Digital Disruption: Know the Fundamentals of Your Business

Digital Disruption lesson #4: Know the fundamentals of your business. This is the 4th in a five part series about Digital Disruption.

Borders Booksellers operated for more than 40 years, growing from a local Michigan retailer to a national megastore with arguably the largest inventory of books, magazines, CDs and DVDs. But around the mid 1990s, rather than embracing the digital distribution of content, they doubled down on physical inventory. They even outsourced their online sales channel to a competitor, Amazon.

They misidentified the fundamental product they offered their customers.
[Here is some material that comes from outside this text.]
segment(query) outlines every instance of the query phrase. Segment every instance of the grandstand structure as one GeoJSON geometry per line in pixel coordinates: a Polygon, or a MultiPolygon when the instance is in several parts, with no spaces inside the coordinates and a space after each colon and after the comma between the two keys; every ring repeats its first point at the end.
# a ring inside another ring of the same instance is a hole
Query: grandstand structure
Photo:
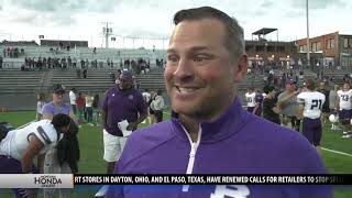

They “thought” their customers wanted books - you know, those physical artifacts with covers and pages that require shelf-space, and if you are my wife, must be dusted once a month to retain their bookiness. What their customers really wanted was information, relaxation, enjoyment, and convenience.

Oh sure, I still love a good book. I treasure my copies of Mark Twain, Sherlock Holmes, and Harry Potter. But, a buying digital copy of The Tipping Point by Malcolm Gladwell at $10.00 off the physical copy price is a little too much inducement, especially considering the Kindle app was free for the Android tablet I had already purchased for other purposes.

Borders missed it. They missed the fundamental product their customers were buying, and so when the environment changed, they didn’t adequately consider the threat posed by online bookstores.

Digital Disruption lesson #4: Know the fundamentals of your business

Somewhere, there is some quiet digital tinkerer, cannibalizing code snippets from previous failed forays into economic graffiti. S/he is not a banker, a retailer, or a giver of advice. Frankly, he’s not even sure how to monetize his idea. He just knows that if his idea gets the attention of the masses, like kittens to crème, he can leverage it into revenue.

He’ll give the core value of his service away for free, just so he can skim off a few partial pennies from each click-through into his Cayman Island accounts. All because S/he accidentally uncovered the assumption you thought was immutable, like … people want books.

People want low interest mortgages with low closing costs, and a hassle-free application, right? No, people want a home they can call their own and do with as they wish.

Consider how the world might look in ten years if these concepts grow at their current rate:

  • 3D Printing / Digital Manufacturing
  • Digital Media
  • BitCoin / Digital Economy
  • Robotics / Digital Services

How will your industry survive? Go ahead, say it... “That idea will never go anywhere, it says so right in my college textbooks.”